Жизненные пути и тропинки, как правило, не всегда обещают комфорт и уют: на них попадаются колдобины, острые камни, ямы. Герман уставал, снимал платформу, потом вновь надевал её и шёл дальше.
На платформе разыгрывались малозаметные конфликты и тихое противостояние Леры с его родителями — но какие всё это были пустяки по сравнению с усилиями, необходимыми для того, чтобы каждый день поднимать платформу своих накопившихся обязанностей.

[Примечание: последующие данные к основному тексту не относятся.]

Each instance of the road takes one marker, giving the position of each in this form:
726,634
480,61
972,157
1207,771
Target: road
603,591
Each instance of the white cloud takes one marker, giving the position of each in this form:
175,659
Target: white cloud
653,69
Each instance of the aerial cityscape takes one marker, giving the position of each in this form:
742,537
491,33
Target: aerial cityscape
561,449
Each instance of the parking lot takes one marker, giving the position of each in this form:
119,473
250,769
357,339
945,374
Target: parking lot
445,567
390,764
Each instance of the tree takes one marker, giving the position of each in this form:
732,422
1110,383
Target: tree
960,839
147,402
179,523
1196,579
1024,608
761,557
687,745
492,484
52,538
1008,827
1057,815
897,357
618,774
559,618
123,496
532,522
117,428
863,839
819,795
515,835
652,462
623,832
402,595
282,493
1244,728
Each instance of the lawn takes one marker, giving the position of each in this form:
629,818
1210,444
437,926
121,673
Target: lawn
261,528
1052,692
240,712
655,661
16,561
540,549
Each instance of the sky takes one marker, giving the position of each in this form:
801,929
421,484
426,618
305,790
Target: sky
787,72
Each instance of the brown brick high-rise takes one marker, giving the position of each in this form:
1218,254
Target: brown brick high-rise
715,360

Путь непростой. Дождь, расплывающиеся глинистые склоны, осыпи, снегопады, пыль и иссушающая жара. Забудь, Герман, о своих стремлениях, забудь о полёте, творчестве, идеалах. Твой кругозор ограничен платформой. Сверху. Никогда ты не увидишь того, что выше её горизонта. Пока на тебе платформа.
Всему в жизни приходит конец, и когда-нибудь наступает освобождение. Герман знал об этом — придёт время, и судьба освободит его от ноши. Но когда наступит тот день и час, сумеет ли он воспользоваться свободой? Не отравлен ли он навсегда, навечно, безвозвратно своим добровольным стоицизмом?
Один человек спал в степи, и ночью в его открытый рот заползла змея. Она поселилась у него желудке и постоянно хотела есть. Человеку приходилось день и ночь работать, чтобы прокормить змею. И только одна мечта была в его жизни — освободиться от змеи. Но вот однажды, когда этот человек спал, змея покинула его. Человек проснулся и не знал, что ему делать со своей свободой, потому что умел только одно — день и ночь работать, чтобы прокормить свою змею.
Человек прямоходящий был создан для того, чтобы смотреть вперёд и по сторонам. У него в своё время был выбор. Мог поднимать голову и видеть небо, ловить взглядом полёт орла, бросать вызов далёким вершинам и оставаться в Эдеме. Или покинуть райский сад и, опустив голову, отдаться земным делам, стать homo faber’ом, человеком работающим. Мы с вами выбрали второе. Потому и сгибаемся в три погибели — моем полы, пашем землю, пишем буквы и цифры. Но полетим ли мы когда-нибудь?
Сумеет ли человек кардинально изменить свою жизнь, распрямиться и на деле стать человеком «по образу и подобию», обратиться к истокам, покаяться и вернуться к Отцу Небесному?